Olivier Dussopt le 29 avril 2019 à Paris
AFP/Archives
Le texte vise notamment, selon M. Dussopt, à davantage de "souplesse" dans le recrutement avec un recours accru aux contractuels (déjà au nombre d'un million) mais aussi des mobilités facilitées, un dispositif de rupture conventionnelle, ou encore un dialogue social "simplifié" avec une refonte des instances.
En commission, gouvernement et majorité ont donné des gages en matière de précarité ou de transparence, Olivier Dussopt annonçant notamment une prime de précarité pour certains contrats à durée déterminée (CDD).
Elle concernera les contrats inférieurs à un an et coûtera environ 400 millions d'euros par an, a précisé le secrétaire d'Etat lundi (600 millions selon la rapporteure LREM Emilie Chalas), et pourrait s'appliquer jusqu'à un salaire équivalent à deux Smic.
Effectifs, statuts, salaires dans la fonction publique en France
AFP
- "Petit bras" pour LR -
Un élu de la majorité avait dit craindre par avance des débats électriques à l'approche des élections européennes du 26 mai.

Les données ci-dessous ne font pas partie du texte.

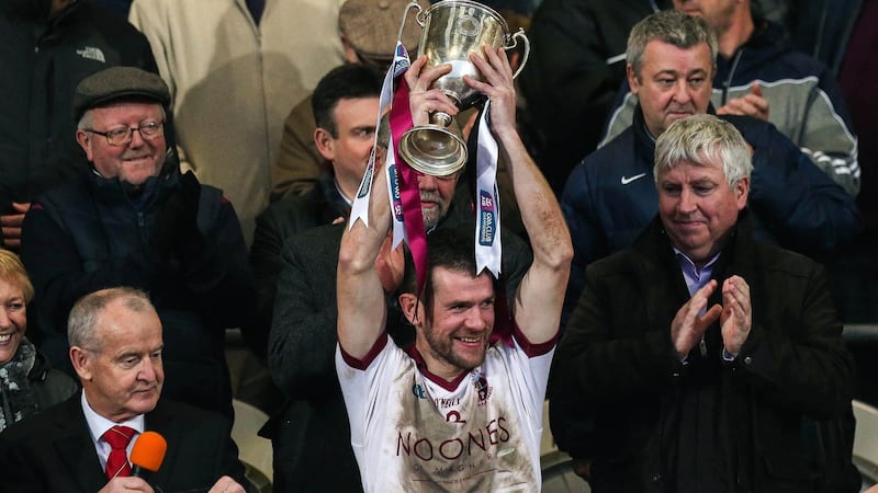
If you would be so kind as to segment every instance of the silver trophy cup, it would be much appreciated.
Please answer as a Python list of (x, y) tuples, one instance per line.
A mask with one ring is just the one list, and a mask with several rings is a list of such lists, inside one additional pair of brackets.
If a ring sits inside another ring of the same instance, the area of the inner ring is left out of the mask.
[[(527, 62), (530, 43), (525, 31), (519, 28), (510, 35), (506, 21), (479, 2), (442, 0), (424, 11), (413, 1), (406, 7), (406, 13), (410, 8), (417, 8), (417, 21), (423, 28), (418, 56), (427, 55), (425, 70), (438, 65), (451, 65), (451, 72), (439, 78), (434, 88), (441, 89), (460, 110), (465, 110), (484, 98), (484, 94), (463, 81), (463, 76), (483, 80), (470, 61), (471, 54), (483, 56), (482, 47), (486, 45), (511, 49), (520, 38), (525, 45), (525, 56), (514, 77), (518, 77)], [(452, 175), (466, 164), (466, 142), (457, 130), (449, 114), (432, 113), (429, 124), (413, 127), (403, 134), (399, 154), (408, 165), (424, 174)]]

Manifestation contre le projet de réforme de la fonction publique, à Montpellier, le 9 mai 2019
AFP/Archives
Dès lundi soir, LR a défendu en vain deux motions contre le texte, Olivier Marleix dénonçant un "manque de courage" du gouvernement avec un projet assimilé à une "tartarinade". L'élu, qui avait évoqué en commission, comme d'autres LR en séance, "une espèce de mitage du statut", a notamment déploré l'absence de mesures permettant de réduire la dépense publique, son collègue Jean-Louis Masson jugeant aussi le projet "petit bras". En retour Sacha Houlié (LREM) leur a reproché de n'avoir pour seul objectif un "dogme", celui de la "suppression des agents de la fonction publique".
Pascal Brindeau (UDI-Agir) a lui estimé que le projet propose un statut "grignoté de toutes parts par le recours aux contrats", tandis que pour Sylvia Pinel (Libertés et Territoires) il est porteur de "dangers" et "pose le cadre d'une réduction des effectifs".
"Vous introduisez le ver dans le fruit du service public" avec ce texte, a lancé Hervé Saulignac (PS), tandis que pour Ugo Bernalicis (LFI) le gouvernement veut "mettre fin au statut".
Stéphane Peu (PCF) a lui dénoncé un projet "pernicieux", n'attaquant pas le statut de "front", mais par le biais du recrutement de contractuels qui joue sur son "effacement progressif".
Parmi les autres dispositions du texte qui promettent de faire débat figurent notamment des mesures pour revoir à la hausse le temps de travail des agents - dans un premier temps dans la Territoriale - ou un nouveau cadre pour un contrôle plus efficace du "pantouflage" (départs d'agents dans le privé).